第一百一十六章阖该这般举世无双
人数骤然变少,蒋殷反而开始紧张起来,他出来时未曾跟卫如归招唿过,可仔细想想,他去何处哪里需要跟卫如归报备?他蒋殷何处去不得?
虽是如此想的,蒋殷依然冷哧一声,先发制人:“你手下的人也太不中用了些,赫连峥深入我卫地竟无一人察觉。”
“叫稚奴受惊了。”卫如归道,“我与众将议事毕,听下头人来报说抓到了蛮夷奸细,可冬临府中却遍寻稚奴不到,后来是常敬尧告知我你来汉水江畔寻友。”
“稚奴,常敬尧能知晓你的行踪,我却不能?”
蒋殷一时被拿捏住了,说话也不由气短起来:“我本就打算速去速回,若不是出城时正好遇见敬尧……”
说到后面开始发脾气了:“你是我什么人?我事事都要向你报备才行?我大哥与父亲都不曾如此管束过我。”
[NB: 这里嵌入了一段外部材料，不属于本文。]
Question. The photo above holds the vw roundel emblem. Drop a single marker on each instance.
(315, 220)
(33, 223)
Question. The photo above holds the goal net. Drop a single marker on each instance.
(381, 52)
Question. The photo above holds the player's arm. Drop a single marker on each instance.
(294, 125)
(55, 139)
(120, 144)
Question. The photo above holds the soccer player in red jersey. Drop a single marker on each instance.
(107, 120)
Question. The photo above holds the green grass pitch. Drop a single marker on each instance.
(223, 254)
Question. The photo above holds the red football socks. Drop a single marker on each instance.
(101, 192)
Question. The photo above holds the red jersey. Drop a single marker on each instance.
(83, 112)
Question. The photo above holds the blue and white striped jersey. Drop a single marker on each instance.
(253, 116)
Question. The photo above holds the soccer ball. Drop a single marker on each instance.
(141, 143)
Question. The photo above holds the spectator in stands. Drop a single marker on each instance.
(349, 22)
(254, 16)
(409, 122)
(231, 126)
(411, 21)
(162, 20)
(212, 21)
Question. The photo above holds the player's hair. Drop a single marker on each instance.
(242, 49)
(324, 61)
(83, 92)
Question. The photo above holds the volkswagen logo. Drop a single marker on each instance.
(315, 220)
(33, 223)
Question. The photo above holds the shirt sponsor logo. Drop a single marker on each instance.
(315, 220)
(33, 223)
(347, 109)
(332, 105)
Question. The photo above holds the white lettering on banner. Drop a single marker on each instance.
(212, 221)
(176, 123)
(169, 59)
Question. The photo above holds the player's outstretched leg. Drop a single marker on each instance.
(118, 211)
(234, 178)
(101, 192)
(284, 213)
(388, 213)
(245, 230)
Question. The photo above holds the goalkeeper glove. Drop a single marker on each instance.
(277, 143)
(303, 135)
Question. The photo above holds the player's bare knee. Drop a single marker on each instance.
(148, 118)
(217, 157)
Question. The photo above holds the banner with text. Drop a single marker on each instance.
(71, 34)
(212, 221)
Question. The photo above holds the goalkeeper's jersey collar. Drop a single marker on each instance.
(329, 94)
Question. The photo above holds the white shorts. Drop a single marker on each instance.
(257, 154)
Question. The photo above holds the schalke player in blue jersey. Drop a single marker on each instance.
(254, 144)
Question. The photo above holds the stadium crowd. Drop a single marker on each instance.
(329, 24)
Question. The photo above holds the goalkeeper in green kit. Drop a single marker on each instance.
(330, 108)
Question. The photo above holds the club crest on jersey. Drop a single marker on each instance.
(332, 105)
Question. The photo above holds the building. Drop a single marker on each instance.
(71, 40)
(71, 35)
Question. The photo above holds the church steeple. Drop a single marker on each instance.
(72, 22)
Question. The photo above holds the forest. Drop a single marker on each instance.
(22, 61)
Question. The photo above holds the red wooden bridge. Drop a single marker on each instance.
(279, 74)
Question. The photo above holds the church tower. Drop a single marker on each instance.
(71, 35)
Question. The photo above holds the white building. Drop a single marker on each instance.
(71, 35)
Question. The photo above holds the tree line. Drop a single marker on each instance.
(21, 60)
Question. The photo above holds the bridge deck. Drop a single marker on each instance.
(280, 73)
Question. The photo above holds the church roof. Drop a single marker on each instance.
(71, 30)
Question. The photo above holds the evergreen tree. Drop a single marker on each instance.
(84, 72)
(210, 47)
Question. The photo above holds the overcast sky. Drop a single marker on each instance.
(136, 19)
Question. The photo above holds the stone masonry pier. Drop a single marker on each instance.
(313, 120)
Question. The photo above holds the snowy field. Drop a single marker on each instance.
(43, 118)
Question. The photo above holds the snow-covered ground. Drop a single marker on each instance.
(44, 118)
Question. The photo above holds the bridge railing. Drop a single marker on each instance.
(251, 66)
“哦?”卫如归的语气依然波澜不起,“我不是你的如归哥哥吗?”
他这样寻常的表情,这样寻常的语气,却说出蒋殷只有在亲密之时才会喊出的称唿,叫蒋殷耳垂倏的红欲滴血。
“我……我此番寻的人于如今局势极是重要,你又成日里不见踪影,不过只一回没来得及与你说……罢了,我下回定会先告知你,如此总行了吧!”
卫如归瞧蒋殷已经全然忘记赫连峥,心下满意,颌首道:“我只当作这是稚奴许下的承诺了。”
蒋殷反身入了车厢,卫如归见他行动如常,果然未曾受伤,复垂首看向掌中小箭,神色一时晦暗不明。
卫如归在汉水与复地中大肆搜寻,可终究还是叫赫连峥逃了出去。
赫连峥此行目的未成,且还受了些皮肉伤,不过外在的伤势倒不打紧,只他脑中仍时不时剧痛发作,每每痛起来便如凿斧,很是受罪。
若换做旁人,痛到极致自戕也是有的,可赫连峥不是常人,竟能一动不动的坐着生挺过去。
寻了巫医来瞧,言他脑中有巫邪作祟,可焚了牛角,献上祭品,依然不顶用,后来拓跋部的一位族长主动提议不若寻卫人医师来诊治,旁的人都反对,赫连峥却没有说话。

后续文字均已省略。